The reality is that we are so short of staff many of these guys are working 7 days a week, anything up to 90 hours, often moving from branch to branch to fill gaps. No matter how many hours they work they only get paid at the single rate of £7.50 and the only way they can make decent money is to work themselves into the ground.
The managers have had to resort to setting up a WhatsApp group to message each other when we need to fill gaps in the kitchen. Chefs are running around all over the place.
All these extra hours should be completely voluntary but I've seen chefs who refuse to take on too many hours deliberately penalised by only being rostered for their minimum 16 hours. So you end up with a crazy situation where people are either doing so few hours they can't earn a living or so many they risk damaging their health.
The chefs don't understand the power they have in this situation.
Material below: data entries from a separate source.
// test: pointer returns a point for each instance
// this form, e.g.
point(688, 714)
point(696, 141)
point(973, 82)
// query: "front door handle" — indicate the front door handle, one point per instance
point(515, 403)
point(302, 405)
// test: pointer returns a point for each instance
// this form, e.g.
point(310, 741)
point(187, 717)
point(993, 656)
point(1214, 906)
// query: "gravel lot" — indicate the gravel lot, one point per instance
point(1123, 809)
They waste time arguing with each other or squabbling with the front of house staff. They delude themselves into believing that one day a tribunal somewhere is going to award them huge sums in compensation for the way they've been treated.
That makes me laugh. It's never going to happen.
But if they just stood together and pushed they'd find the company is so desperate for their skills they could easily win huge concessions on pay, overtime rates and sensible hours.
Come on chefs - time to wake up and smell the coffee!!!